By 2017, Senator Panfilo Lacson, who is also the chairman of the Committee on Accounts, said that the Senate has paid 2.24 billion pesos to the GSIS since 1996. Arguing that the Senate could have paid for a new building with this amount, there have been moves to find a new building for the Senate. The Manila Film Center was suggested, but due to urban legends of it being haunted by the ghosts of the construction workers who built it prior to a major accident, the Senate decided to look for other options. Lacson spearheaded a successful vote approving the transfer of the Senate to a new building in Taguig.

The Senate has its museum in the building.
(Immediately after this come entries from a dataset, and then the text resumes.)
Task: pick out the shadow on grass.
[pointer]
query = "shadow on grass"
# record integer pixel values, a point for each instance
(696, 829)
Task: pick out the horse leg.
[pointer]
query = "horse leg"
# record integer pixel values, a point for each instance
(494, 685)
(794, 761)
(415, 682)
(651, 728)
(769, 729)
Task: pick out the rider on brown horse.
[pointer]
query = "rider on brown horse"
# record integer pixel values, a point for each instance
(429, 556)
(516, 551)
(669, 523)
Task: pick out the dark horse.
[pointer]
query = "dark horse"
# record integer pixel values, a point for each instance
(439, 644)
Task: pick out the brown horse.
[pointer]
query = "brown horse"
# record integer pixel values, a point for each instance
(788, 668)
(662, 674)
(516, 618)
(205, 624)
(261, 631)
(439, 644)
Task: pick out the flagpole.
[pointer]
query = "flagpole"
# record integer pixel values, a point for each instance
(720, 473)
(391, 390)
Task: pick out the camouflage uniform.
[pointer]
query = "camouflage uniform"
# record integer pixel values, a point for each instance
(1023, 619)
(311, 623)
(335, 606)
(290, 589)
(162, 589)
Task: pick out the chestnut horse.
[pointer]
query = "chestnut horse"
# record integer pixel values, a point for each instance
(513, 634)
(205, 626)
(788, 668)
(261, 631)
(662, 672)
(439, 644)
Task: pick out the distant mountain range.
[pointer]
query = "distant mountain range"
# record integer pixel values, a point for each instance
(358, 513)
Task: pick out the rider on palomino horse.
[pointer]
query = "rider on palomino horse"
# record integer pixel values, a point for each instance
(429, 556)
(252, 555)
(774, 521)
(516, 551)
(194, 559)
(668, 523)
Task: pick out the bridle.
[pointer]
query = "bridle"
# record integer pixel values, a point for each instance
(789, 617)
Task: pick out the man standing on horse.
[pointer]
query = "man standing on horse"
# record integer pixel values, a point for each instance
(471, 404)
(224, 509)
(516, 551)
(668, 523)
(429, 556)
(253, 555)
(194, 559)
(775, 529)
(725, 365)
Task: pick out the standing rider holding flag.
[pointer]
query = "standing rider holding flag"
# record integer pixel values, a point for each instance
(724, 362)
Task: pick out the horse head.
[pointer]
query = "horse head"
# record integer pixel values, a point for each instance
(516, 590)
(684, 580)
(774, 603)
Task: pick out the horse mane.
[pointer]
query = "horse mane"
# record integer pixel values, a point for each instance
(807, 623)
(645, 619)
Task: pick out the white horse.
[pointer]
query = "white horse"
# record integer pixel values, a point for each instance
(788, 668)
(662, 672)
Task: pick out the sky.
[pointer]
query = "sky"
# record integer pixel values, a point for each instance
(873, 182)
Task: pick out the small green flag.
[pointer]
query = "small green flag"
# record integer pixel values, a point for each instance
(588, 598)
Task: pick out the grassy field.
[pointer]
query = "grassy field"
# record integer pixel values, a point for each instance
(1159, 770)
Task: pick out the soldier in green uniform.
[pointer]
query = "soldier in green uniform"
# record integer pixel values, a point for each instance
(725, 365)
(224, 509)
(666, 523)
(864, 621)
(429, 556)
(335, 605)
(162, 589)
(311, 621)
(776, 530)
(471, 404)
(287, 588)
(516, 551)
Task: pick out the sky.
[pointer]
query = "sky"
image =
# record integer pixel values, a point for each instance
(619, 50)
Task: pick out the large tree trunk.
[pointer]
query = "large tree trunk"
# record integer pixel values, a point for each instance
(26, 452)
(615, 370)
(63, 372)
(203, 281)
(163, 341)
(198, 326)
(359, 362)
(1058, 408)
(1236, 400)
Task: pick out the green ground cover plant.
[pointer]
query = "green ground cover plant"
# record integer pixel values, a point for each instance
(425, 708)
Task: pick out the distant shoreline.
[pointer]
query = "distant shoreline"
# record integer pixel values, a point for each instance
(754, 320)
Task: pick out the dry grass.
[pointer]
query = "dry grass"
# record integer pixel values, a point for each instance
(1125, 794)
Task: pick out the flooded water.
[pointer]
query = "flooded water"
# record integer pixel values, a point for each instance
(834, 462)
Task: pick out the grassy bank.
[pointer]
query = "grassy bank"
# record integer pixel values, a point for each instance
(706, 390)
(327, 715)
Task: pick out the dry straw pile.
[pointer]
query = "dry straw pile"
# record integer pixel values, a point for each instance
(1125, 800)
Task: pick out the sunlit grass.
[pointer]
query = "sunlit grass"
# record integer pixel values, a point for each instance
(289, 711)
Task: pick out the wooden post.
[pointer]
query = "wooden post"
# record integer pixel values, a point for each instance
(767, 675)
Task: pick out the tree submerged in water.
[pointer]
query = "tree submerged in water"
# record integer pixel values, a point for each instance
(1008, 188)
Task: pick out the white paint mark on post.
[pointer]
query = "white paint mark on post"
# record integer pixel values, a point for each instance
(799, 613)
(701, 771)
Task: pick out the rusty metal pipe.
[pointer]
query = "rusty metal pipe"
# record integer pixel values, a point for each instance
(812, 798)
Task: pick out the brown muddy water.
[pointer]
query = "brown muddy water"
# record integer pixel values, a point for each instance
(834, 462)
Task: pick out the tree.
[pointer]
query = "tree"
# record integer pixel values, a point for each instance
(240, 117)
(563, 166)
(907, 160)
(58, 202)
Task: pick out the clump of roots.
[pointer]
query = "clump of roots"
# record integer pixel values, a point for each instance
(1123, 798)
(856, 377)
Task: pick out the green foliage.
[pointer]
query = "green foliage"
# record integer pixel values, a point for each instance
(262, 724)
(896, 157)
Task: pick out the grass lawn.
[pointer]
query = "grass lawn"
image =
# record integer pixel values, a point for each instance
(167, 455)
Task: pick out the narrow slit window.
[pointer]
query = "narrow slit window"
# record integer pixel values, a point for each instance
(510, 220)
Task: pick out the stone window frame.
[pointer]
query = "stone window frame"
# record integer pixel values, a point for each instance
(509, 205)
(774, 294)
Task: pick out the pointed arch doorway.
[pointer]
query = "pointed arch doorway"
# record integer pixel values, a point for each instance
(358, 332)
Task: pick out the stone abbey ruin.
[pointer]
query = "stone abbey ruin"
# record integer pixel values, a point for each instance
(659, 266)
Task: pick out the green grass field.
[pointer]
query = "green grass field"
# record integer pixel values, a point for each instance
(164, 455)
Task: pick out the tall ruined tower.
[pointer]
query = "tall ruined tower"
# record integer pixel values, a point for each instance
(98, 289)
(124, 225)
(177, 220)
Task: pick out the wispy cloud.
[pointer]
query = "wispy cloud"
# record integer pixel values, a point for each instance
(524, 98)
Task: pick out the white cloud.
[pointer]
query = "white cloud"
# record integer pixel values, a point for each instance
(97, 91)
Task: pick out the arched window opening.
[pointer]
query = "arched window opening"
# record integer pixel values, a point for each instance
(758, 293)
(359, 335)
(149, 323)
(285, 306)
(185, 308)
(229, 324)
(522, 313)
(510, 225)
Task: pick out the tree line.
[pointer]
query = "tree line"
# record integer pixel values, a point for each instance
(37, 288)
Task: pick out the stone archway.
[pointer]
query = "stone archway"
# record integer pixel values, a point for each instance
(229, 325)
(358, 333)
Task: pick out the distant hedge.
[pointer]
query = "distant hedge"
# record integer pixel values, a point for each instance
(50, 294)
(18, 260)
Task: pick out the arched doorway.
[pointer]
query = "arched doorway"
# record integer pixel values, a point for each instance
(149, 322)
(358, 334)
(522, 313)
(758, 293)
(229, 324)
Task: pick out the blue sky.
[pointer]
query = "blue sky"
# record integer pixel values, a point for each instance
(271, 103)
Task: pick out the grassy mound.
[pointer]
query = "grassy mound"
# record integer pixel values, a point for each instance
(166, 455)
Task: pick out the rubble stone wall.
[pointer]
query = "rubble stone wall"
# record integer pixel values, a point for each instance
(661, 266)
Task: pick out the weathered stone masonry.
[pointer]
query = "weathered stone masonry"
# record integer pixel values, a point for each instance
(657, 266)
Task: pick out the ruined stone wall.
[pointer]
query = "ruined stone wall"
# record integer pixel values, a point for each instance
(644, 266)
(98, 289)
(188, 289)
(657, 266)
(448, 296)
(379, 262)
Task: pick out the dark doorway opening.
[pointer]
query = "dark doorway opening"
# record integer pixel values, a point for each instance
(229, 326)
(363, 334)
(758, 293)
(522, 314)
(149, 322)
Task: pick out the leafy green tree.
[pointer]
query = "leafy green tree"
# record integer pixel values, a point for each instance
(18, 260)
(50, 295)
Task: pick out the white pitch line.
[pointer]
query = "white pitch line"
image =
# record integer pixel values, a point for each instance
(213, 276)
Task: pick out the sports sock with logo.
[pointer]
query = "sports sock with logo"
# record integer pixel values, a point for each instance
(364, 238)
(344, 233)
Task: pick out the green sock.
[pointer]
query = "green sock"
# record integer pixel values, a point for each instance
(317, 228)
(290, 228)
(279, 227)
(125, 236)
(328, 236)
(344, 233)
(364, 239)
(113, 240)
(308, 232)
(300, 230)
====Escape of Ronald dela Rosa====

Senate CCTV footage showing Sen. dela Rosa running away from the NBI

On May 11, 2026, the NBI accompanied by former senior lieutenant and senator Antonio Trillanes IV attempted to arrest Sen. Bato dela Rosa on the day of the impeachment proceedings of Vice President Sara Duterte, which was based on a warrant issued by the International Criminal Court for crimes against humanity. A CCTV footage was presented by the Senate as evidence, showing dela Rosa running from NBI agents up the stairway the moment he surreptitiously entered the Senate building through the assistance of the newly sworn-in Senate President Alan Cayetano. Witnesses reported hearing gunfire during the chase. In response to the report the NBI stated that nobody was injured. Dela Rosa arrived at the Senate plenary claiming he had been "wrestled" by the NBI. The Senate placed the entire building into a full lockdown, prohibiting all individuals, including the NBI agents and Trillanes, from leaving the building. It was later lifted in the evening. Dela Rosa was then placed under Senate protective custody by Senate Pres. Cayetano. Consequently, the NBI agents who attempted to arrest dela Rosa were cited in contempt by the Senate as soon as surveillance footages were presented at the plenary. Dela Rosa stayed in the GSIS Building until May 14, when he left the compound at approximately 2:30 A.M. accompanied by Sen. Robin Padilla. The Senate security chief was ordered suspended by the Ombudsman after a shootout at the Senate premises that resulted in a temporary blackout and dela Rosa and Padilla's escape.

=== Other usage ===
Its theater hosted the funeral of former Senate President and nationalist Dean Jovito Salonga in 2016. The Philippine Olympic Committee announced that it would hold a special election for its officers in 2019 after meeting at the building. The election was then held at the Senate premises.